Seeing a positive shift in me, my partner says from time to time, “That’s great that that works for you, but I don’t think I really need that.”

His reaction puzzles me. It implies he thinks there’s something I’m doing – a tool or technique I’m using, maybe, or a dogma I’m choosing to believe in – that’s responsible for my move away from angst and toward more ease. Of course, this is not the case.

But what is? What’s responsible for the change he senses?

I’m reminded of the classic surprise party story, where everyone is acting so shady that the birthday girl comes to believe that not only have they all forgotten her birthday, but also they must hate her and her boyfriend is clearly cheating on her with her best friend. Even her coworkers and supervisor are acting strange. Surely, she’s about to lose her job on top of everything else.

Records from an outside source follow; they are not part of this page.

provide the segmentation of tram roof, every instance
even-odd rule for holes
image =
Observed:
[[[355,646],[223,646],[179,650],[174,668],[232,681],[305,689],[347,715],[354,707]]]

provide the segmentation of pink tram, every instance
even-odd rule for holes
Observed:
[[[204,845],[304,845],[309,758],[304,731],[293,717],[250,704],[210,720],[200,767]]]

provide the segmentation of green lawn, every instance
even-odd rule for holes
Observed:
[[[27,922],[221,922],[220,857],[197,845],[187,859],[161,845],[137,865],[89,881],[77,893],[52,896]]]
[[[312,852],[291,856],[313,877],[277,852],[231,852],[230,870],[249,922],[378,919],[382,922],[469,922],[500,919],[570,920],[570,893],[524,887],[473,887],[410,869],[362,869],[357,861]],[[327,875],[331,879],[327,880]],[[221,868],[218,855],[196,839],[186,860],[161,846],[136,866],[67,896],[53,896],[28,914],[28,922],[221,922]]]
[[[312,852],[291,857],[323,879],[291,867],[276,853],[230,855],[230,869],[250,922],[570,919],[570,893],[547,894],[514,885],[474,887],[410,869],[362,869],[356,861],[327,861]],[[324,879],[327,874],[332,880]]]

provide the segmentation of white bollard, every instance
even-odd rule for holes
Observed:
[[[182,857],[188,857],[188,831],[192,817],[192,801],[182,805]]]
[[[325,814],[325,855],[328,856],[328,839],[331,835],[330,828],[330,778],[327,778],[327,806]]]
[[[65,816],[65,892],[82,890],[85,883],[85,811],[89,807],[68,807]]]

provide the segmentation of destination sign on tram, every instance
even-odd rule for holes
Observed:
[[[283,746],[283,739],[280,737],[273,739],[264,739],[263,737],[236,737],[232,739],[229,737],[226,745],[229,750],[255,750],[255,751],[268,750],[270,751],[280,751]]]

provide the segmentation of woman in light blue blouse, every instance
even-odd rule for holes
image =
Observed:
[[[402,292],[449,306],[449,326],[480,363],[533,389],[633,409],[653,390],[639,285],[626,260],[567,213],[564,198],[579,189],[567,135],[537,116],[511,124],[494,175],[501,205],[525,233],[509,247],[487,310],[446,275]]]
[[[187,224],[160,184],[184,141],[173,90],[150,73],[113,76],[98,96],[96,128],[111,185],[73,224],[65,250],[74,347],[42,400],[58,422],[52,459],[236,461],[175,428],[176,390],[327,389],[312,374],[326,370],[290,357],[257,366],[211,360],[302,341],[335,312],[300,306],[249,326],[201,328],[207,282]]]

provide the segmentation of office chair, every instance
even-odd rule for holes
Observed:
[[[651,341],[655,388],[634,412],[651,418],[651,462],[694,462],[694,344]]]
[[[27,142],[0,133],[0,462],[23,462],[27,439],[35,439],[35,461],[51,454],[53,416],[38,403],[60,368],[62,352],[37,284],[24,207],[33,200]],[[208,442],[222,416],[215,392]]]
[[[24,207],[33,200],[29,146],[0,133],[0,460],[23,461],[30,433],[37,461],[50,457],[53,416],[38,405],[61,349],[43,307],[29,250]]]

The only reliable things left in her life are the knots in her stomach and the lump in her throat. She’s never been more depressed.

Then, just when she’s about to throw in the towel on her entire social network (heck, maybe her entire life), she flips on the light in her apartment and everyone pops out with huge smiles and a big “SURPRISE!” and showers her with love, gifts, and free drinks.

The second she walks in, she realizes that her friends and family don’t hate her. In fact they love her so much that they let her think they hate her so that they could throw her a big surprise party! She’s hit with a huge wave of relief and can hardly remember feeling so low.

Now, what does the birthday girl have to do in order to stop being depressed and enjoy her party?

Nothing, of course. She can’t help but have a blast.

The birthday girl doesn’t have to do any techniques, use any tools, or convince herself of any sort of belief system so that she can enjoy her birthday party. No. She simply realizes the truth of the matter, which is that everyone loves her.

This is something like what happened to me.

I used to think my mind hated me. I thought I was born with a mind prone to anxiety, depression, and addiction. I felt like a victim of circumstances and my thoughts about them. I felt insecure, dis-empowered, and pretty constantly afraid. The only reliable things in my life were the knots in my stomach and the lump in my throat.

When I finally switched on the proverbial light in my apartment, my understanding of reality flipped upside down and inside out. I realized that actually my experience of life can only come from thought in the moment, and nowhere else. It no longer made sense to try to change my thinking about circumstances that weren’t responsible for my experience in the first place.

A wave of relief came over me, and I started to enjoy the party. It turns out that clarity, ease, and fresh thought are available to me all the time, no matter what is going on. I don’t have to use any tools or techniques, or indoctrinate myself. I can’t help but have a blast.

So I guess my partner’s right: there’s nothing that I’m doing, using, or believing that could “work” for him. But, if I could do anything in the entire world, anything at all, this is what I would do: I would show him – and everyone I love – that our minds do not hate us. They are not cheating on us with our best friends. And they are not going to fire us.

They actually love us. So much so that they are planning us a big surprise party. They are waiting for us to get home, and turn on the light, so that we can finally enjoy our lives.